Этого вопроса Борн только и ждал. «Погоди, сейчас я тебя проучу, — подумал он. — Теперь мой черед прочитать тебе нотацию!»
— Весьма и весьма доволен, — ответил он и со сдержанно приветливой улыбкой доброго шефа, благодетеля своих подчиненных, обернулся к Бетуше: — Как вам известно, я принял вас с испытательным сроком, барышня Вахова, но ваши деловые качества столь бесспорны, что с начала следующего месяца вы зачисляетесь в штат на полное жалованье.
— Ах, пан шеф! — выдохнула Бетуша.
«Разумеется, — ах, пан шеф!» — подумал Борн, надеясь, что сестры обменяются смущенными взглядами: как мы были несправедливы к нему! Как он добр, благороден, а мы его так оклеветали! Но ничего подобного не случилось. Возможно, Бетуша и собиралась обменяться таким взглядом с Ганой, но та и не подумала.
— Разве Бетуша не получала полного жалованья? — спросила Гана, не спуская с Борна золотистых глаз.
Притворяясь слегка удивленным, Борн чуть поднял свои красивые темные брови.
— Конечно, нет. Служащие, принятые на испытательный срок, получают у меня только две трети полного жалованья.
— Это разумно, — одобрила Гана. — А вдруг этот служащий не выдержит испытания и уйдет, получив полный месячный оклад? Ваша осторожность превыше всяких похвал!
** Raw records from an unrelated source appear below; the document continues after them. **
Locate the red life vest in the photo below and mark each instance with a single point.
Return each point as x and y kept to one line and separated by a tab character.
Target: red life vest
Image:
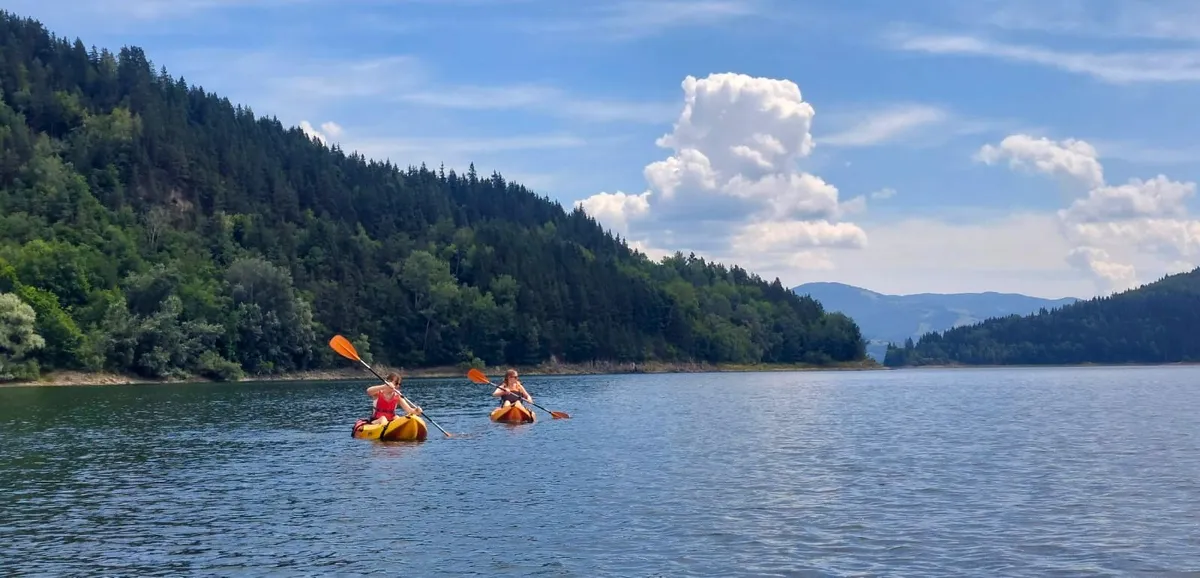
385	408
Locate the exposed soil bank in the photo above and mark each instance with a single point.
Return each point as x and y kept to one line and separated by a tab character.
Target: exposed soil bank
496	373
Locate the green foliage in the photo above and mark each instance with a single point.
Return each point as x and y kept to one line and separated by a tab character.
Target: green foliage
159	229
1153	324
17	338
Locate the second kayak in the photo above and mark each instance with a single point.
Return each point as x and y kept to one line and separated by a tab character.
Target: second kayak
514	414
402	428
Сжалившись над покрасневшим Борном — за сегодняшний обход это случилось с рачительным хозяином уже дважды, — Гана отвела от него взгляд и посмотрела на пана Стыбала, серая фигурка которого сливалась с серым фоном пустого помещения — таковы мимикрия и самоуничижение услужливых, незаметных людей, — и сказала:
— Так в чем же дело с этим винтиком или как вы его называете, пан Стыбал?
«Зеленый юнец, школьник, дурак, — костерил себя Борн, вернувшись в главный зал и оставив Гану возле учебной машины; вслед за ним вошла и заняла свое место за огороженной кассой близ входной двери и Бетуша. — Я, взрослый человек, крупный пражский коммерсант, за услугу, оказанную родине, томившийся в тюрьме, вдовец, я, Ян Борн, познакомившись с родной сестрой своей кассирши, веду себя, как наивный юнец из танцкласса, как заикающийся несмышленыш, как болван, который ни разу в жизни не разговаривал с хорошо одетой молодой женщиной». Борн, как никогда, стыдился за себя; ему хотелось забраться в свой кабинет и там в одиночестве и покое привести в равновесие свои взбудораженные мысли, но еще больше ему хотелось увидеть, как будет уходить с урока та Вахова, как про себя он назвал Гану, В отличие от нашей Ваховой, которой он только что по непонятной глупости увеличил жалованье с сорока гульденов до шестидесяти. Борн не был скуп, для доброго дела он охотно тряхнул бы мошной, но тряхнуть мошной и — как только что случилось — быть обвиненным в скаредности, в грошовой расчетливости, — это уже слишком! «Это уже слишком», — повторял он про себя, расхаживая легкими шагами рачительного коммерсанта по главному помещению, машинально приветствуя приходящих и уходящих покупателей, которые, к счастью, не подозревали, какие странные мысли теснятся за его гладким челом, в его голове с ровным пробором, разделявшим волосы на две неравные блестящие части.
Барышня Вахова, та Вахова, бессовестно долго задерживалась у пана Стыбала за учебной машиной. «То-то учится или, вернее, под предлогом учения шьет на чужой машине, благо плату за это не берут, — думал он с раздражением. — Знаем таких: приходят, часами торчат у пана Стыбала, нашьют впрок на целый год для себя, мужа и детей, а затем заявят: я должна еще подумать, с мужем посоветоваться. Где же застряла, где застряла та Вахова?» Борн взглянул на часы с маятником, висевшие над кассой, и увидел, что с момента его неудачного разговора с той Ваховой прошло всего двадцать три минуты. Прошло еще бесконечных сорок пять минут, прежде чем Гана соизволила наконец покинуть пана Стыбала.